Maryland faces a shortfall of about $300 million for the current fiscal year, which ends June 30. The state also has a projected $593 million budget hole in the next fiscal year.
Hogan, a Republican, has asked Neall to present policy options in 10 days on how to get as close to a balanced budget as possible for the next two years. Hogan will submit a budget plan to the Legislature two days after he is sworn in Jan. 21.
Maryland has struggled with what is known as a structural deficit for years. That means while the state has technically balanced its budget as required with the help of temporary reductions, a deficit has returned with stubborn regularity because the state’s revenues don’t cover planned spending.
“As a result, we’re going to have to make some very difficult decisions, because state government cannot continue to spend more than it takes in,” Hogan said.
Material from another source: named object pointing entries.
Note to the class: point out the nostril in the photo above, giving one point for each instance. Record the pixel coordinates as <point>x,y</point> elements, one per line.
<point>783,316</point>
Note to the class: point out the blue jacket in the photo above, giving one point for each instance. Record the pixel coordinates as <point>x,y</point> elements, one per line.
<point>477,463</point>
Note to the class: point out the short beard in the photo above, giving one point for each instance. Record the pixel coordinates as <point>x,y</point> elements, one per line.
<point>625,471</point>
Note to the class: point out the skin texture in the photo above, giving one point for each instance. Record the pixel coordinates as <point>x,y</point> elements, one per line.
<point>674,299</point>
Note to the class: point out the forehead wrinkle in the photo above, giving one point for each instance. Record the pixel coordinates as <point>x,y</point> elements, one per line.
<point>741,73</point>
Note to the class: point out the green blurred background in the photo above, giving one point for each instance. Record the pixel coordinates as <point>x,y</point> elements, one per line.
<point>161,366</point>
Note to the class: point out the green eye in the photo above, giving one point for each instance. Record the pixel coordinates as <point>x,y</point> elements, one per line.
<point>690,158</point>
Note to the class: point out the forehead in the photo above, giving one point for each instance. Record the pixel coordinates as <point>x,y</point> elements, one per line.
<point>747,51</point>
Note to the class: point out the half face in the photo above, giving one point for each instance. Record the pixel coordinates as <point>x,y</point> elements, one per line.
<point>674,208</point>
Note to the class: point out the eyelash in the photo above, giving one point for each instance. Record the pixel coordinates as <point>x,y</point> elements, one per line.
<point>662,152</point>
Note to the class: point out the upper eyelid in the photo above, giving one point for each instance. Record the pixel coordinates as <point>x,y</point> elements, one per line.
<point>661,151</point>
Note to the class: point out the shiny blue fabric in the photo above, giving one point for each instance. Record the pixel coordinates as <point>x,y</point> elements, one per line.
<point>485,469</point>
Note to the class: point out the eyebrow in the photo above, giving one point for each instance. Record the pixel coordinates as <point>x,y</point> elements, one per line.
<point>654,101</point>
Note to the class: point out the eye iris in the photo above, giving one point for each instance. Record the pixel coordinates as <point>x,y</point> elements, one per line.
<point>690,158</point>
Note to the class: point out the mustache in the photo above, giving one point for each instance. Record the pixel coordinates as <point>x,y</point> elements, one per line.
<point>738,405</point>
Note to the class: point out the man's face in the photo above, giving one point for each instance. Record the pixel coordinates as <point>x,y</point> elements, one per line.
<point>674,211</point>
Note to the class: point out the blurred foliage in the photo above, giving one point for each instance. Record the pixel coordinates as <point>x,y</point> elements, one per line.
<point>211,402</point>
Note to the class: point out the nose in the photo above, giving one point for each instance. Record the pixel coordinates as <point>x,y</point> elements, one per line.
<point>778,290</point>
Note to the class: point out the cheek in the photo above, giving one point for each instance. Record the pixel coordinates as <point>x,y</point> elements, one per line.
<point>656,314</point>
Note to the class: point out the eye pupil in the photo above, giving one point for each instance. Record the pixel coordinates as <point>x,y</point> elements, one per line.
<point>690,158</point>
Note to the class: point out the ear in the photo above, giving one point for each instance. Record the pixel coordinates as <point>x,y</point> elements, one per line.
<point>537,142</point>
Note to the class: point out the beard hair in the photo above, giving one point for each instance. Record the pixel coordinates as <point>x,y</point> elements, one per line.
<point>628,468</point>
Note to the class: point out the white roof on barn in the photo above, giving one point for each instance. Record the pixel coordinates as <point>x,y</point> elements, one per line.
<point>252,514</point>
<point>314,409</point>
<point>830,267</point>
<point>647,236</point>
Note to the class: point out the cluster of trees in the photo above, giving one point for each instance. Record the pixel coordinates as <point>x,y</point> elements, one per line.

Maryland also is projected to have higher debt-service costs in future years. Property tax receipts, which have typically paid for debt service, are not keeping pace, so more money from the state’s general fund is being drained away to cover the expense. Pension fund payments also are a concern.
“We’ve got to set a clear set of consistent decisions that are really grounded in fiscal discipline to reduce the size and scale of general fund expenditures, notwithstanding these obstacles,” Neall said. “These obstacles are just a sand trap on the golf course that we’re going to have to get around.”
Some already have started expressing concern about how addressing the budget challenges will affect state residents. Earlier Thursday, mental health providers and advocates asked Hogan to protect jobs and the ability for community-based mental health providers to serve more than 160,000 people across the state.
Maryland’s governor has strong budget powers. For example, the Legislature can only cut from the budget submitted by the governor in January. However, Hogan pointed out that about 81 percent of the state’s budget includes mandated spending. That only leaves about 19 percent in non-mandated spending the governor can cut without approval from the Legislature.
Hogan said it’s time to discuss making permanent changes to some of the mandated spending.
“It’s something that we’re going to continue to try to look at and will certainly be part of the things that we discuss over the coming weeks,” Hogan said.